Fully-automated web scraping is very convenient: you have nothing to do after your scraping or automation robot is programmed and launched. Unfortunately it comes with a few downsides that can affect your projects that target password-protected websites or applications.
The first downside is password handling. If your scraping project targets a website containing high-value data, you may want to avoid storing your password on a remote server with security outside your control.
Detectability is also a concern. Automating access to a website is sometimes frowned upon, even if legitimate. We are sometimes called in to scrape our client’s own data from an application that doesn’t provide a comprehensive backup function. When that’s not enough to lock you into a product that turned out to be inferior, the application provider may even attempt to prevent automatic data extraction by recognizing (and banning) activity patterns that are not “human-like”.
A third issue with automated scraping or web automation is when your process is not fully programmable. Say there is an old and unwieldy web application that requires a lot of copy-pasting and other tedious activities to perform an essential function. While it would possible to automate 90% of the functionality and save as much manpower, a human-made decision may still be necessary such that an autonomous program could not take over.
Enter custom browser extensions, or add-ons. Browser extensions a small programs that attach to your web browser to perform a wide variety of functions. Third-party toolbars, which were one very popular, are one example. The famous AdBlock Plus ad blocker is another. Being tied into your web browser gives add-ons particular powers:
- they can access any website,
- they can use your authenticated sessions without having to know your password and
- they can be either autonomous (in the background) or interactive.
Being powered by user actions, interactive add-ons solve any possible issues with detectability. Instead of replacing human users with robots, they free them from their most repetitive and tedious tasks, letting them focus on the decisions they need to make.
Every time we’ve built and deployed a browser add-on has been a great success either because they enabled a job that couldn’t be done otherwise or because they saved hundreds or thousands of expensive man-hours. Custom browser extensions come with their downsides too however.

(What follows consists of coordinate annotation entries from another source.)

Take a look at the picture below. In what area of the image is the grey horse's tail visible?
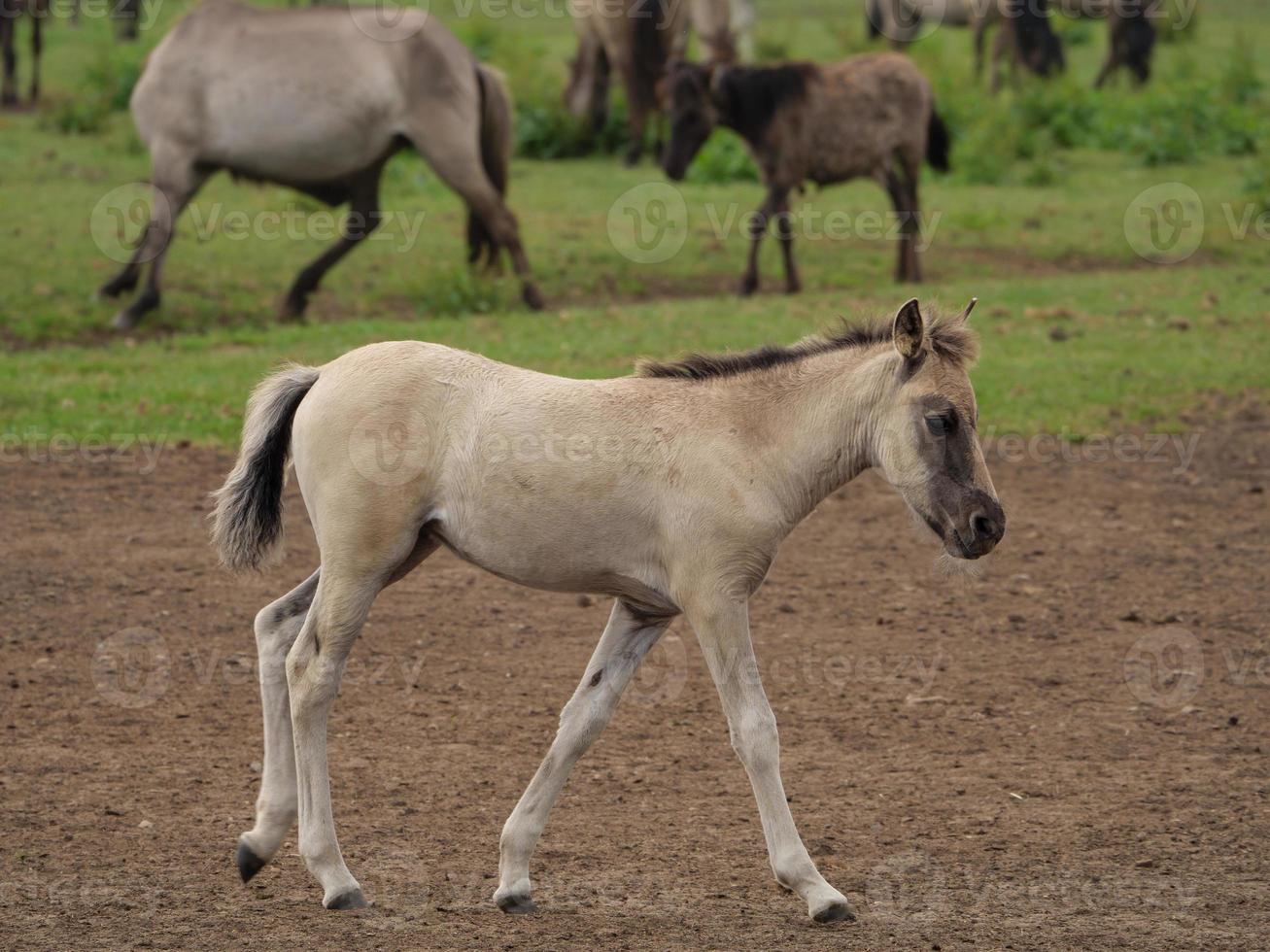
[467,63,512,264]
[212,365,318,571]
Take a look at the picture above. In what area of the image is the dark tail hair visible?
[629,0,681,111]
[467,63,512,264]
[212,365,318,571]
[926,107,952,171]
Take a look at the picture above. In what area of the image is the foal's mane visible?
[635,312,979,381]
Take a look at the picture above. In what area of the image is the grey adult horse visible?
[102,0,542,328]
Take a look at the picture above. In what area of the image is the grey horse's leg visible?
[278,162,384,320]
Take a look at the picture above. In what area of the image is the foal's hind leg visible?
[235,568,322,882]
[494,601,670,912]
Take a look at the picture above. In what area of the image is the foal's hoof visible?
[233,843,265,882]
[323,890,369,912]
[811,902,856,926]
[494,897,538,915]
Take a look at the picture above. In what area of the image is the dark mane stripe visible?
[715,62,819,141]
[635,316,978,381]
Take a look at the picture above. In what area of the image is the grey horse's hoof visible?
[494,897,538,915]
[233,843,266,882]
[323,890,369,911]
[811,902,856,926]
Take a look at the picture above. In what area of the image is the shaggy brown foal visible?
[663,53,948,289]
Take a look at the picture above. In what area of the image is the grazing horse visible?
[1058,0,1162,88]
[564,0,737,165]
[663,53,948,289]
[214,301,1006,923]
[0,0,49,105]
[102,0,542,328]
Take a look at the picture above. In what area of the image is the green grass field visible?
[0,0,1270,444]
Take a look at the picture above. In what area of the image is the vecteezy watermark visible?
[607,182,943,264]
[41,0,164,29]
[607,182,688,264]
[980,426,1203,476]
[1124,625,1204,708]
[1124,182,1204,264]
[88,183,427,264]
[0,426,168,476]
[865,0,1199,43]
[90,629,171,708]
[865,847,1200,927]
[88,627,426,709]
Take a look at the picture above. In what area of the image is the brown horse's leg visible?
[776,189,803,294]
[740,186,789,297]
[278,162,384,320]
[111,144,210,330]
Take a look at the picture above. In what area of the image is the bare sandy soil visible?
[0,411,1270,949]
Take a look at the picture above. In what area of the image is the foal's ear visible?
[892,297,926,360]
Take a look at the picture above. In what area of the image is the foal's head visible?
[873,301,1006,559]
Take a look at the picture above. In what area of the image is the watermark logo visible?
[1124,182,1204,264]
[607,182,688,264]
[348,0,429,43]
[1124,625,1204,708]
[90,629,171,709]
[87,182,171,264]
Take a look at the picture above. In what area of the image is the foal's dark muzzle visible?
[952,493,1006,559]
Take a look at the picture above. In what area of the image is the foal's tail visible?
[467,63,512,264]
[212,365,318,571]
[926,105,952,171]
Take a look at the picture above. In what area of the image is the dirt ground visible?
[0,409,1270,949]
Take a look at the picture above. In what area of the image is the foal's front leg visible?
[494,600,670,912]
[687,595,856,923]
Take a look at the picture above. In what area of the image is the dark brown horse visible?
[663,53,948,294]
[0,0,49,107]
[564,0,737,165]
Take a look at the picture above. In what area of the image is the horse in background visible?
[0,0,49,107]
[564,0,737,165]
[663,53,950,289]
[865,0,1066,91]
[100,0,542,328]
[1058,0,1162,88]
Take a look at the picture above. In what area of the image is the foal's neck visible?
[733,345,899,529]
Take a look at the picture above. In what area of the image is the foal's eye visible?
[926,417,952,436]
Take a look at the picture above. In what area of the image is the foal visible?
[662,53,948,289]
[214,301,1005,922]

All other things being equal, building a browser add-on is more expensive that a regular web scraping robot. The addition expense is usually between 50% and 200%. They also require more effort on your part since you at least have to install them and login into your target sites. Once you’ve built an add-on you are also constrained to using the browser it was made for, although cross-browser extensions are a possibility.
Apart from those caveats, custom browser add-ons are a very handy tool in the web scraping toolbox, to be considered when the job involves passwords or requires human interactions.